Мы доели овощную лазанью, приготовленную доктором Кейдом, и, как всегда, когда готовил он (что случаюсь редко), еда получилась классной.
— Два года назад я ездил к ним на Рождество, — продолжал Артур. — Жил у них в доме на берегу залива. Мы все время играли в бридж. В этом году мать Дэна прислала мне поздравительную открытку.
«Я не верю ничему, что ты говоришь, — подумал я. — Все, что ты сказал — ложь».
— Очень хорошо, как хотите, — сказал профессор, сложив салфетку. — Но, пожалуйста, позвоните ей сегодня вечером. Мне нужно, чтобы эта проблема решилась. Срок сдачи разделов, над которыми работал Дэн, приближается очень быстро. Пока что он идеально выполнял работу. Не могу представить, чтобы кто-то из вас продолжил ее на этом этапе… Просто нет времени.

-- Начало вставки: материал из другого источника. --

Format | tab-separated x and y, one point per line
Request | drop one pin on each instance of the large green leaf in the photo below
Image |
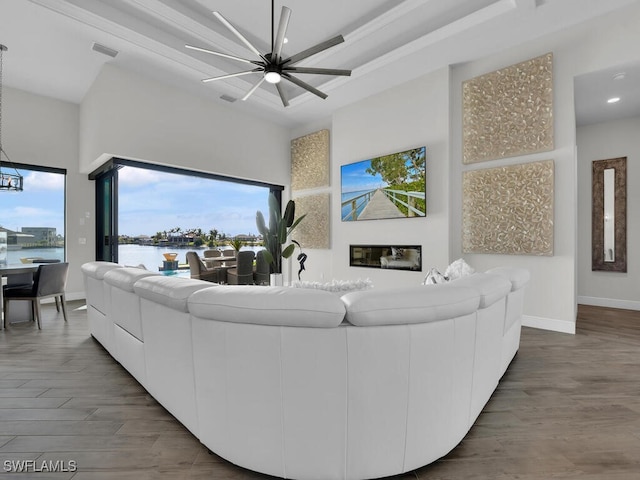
287	252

Хауи чихнул в салфетку. Несколько дней назад он сильно простудился, и с тех пор так и не вылечился. Художник ходил по дому в халате и тапочках со стаканом теплого рома в одной руке и упаковкой бумажных носовых платков — в другой. Он неделю воздерживался от алкоголя и не объяснял, почему вдруг перестал пить и почему опять начал. Но думаю, что парня гораздо сильнее беспокоило отсутствие Дэна, чем он показывал. Хауи любил подшучивать над Дэном, но тот терпимее, чем мы, относился к шуткам. Я думаю, что художник винил себя за уход Дэна из дома. Может, какая-то ссора или спор перед каникулами, перебор с приколами и оскорбления привели Дэниэла к решению окончательно покинуть дом профессора Кейда?
В предыдущий день Хауи отвел меня в сторону и спросил, не скрываю ли я чего-нибудь.

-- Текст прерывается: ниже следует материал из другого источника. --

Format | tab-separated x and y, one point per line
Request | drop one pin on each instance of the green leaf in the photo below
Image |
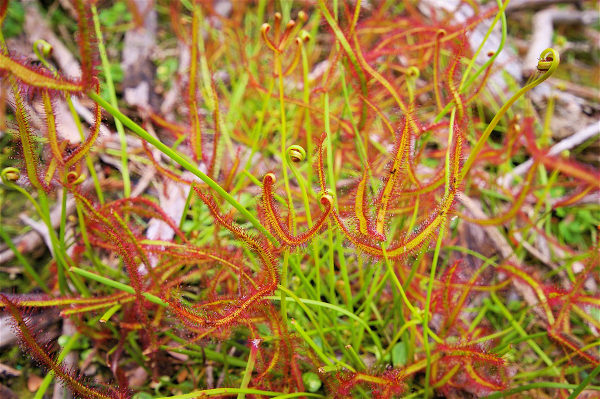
311	381
399	354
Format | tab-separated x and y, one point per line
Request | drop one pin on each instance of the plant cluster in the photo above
330	164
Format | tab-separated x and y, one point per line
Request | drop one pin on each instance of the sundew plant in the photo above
306	224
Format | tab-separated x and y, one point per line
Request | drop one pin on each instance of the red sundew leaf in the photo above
274	220
36	77
568	343
569	167
41	354
384	385
576	196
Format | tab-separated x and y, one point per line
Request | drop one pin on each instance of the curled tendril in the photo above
326	199
549	60
10	175
264	29
42	50
302	16
74	178
287	238
304	35
295	154
413	72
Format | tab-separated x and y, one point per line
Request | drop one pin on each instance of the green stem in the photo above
113	101
175	156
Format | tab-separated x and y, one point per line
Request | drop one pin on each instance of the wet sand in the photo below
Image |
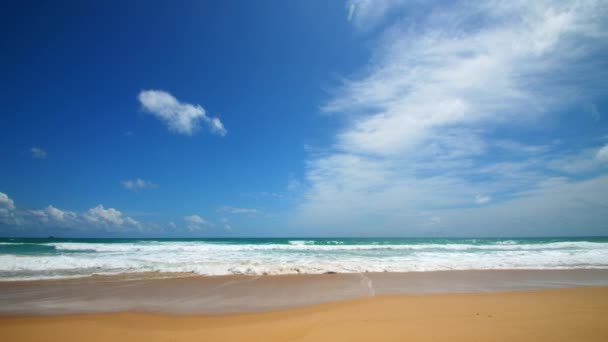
187	294
577	314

— Можешь открыться старине Хауи, — подмигнул он. От него пахло ирландским кофе с виски. — Я никому ничего не скажу. Это из-за меня, да? Из-за того, что я сказал?..
Я опустил руку ему на плечо. Парень был в отчаянии.
— Если бы я что-то знал, то сказал бы тебе.
Хауи закрыл один глаз и отодвинулся от меня.
— Примерно месяц назад мы с Дэном… устроили небольшие дебаты. Наверное, так правильнее выразиться. В общем-то, дело яйца выеденного не стоило, ничего особенного, знаешь ли. Мы спорили про этот дерьмовый философский камень. — Он обвел взглядом гостиную, чтобы удостовериться, не проникли кто-то украдкой во время нашего разговора. — До каникул… Я сказал Арту, что меня это больше не интересует. А он все распланировал — какая-то большая церемония в лесу. — Хауи замолчал. — A-а, какого черта! Вероятно, он тебе уже все рассказал.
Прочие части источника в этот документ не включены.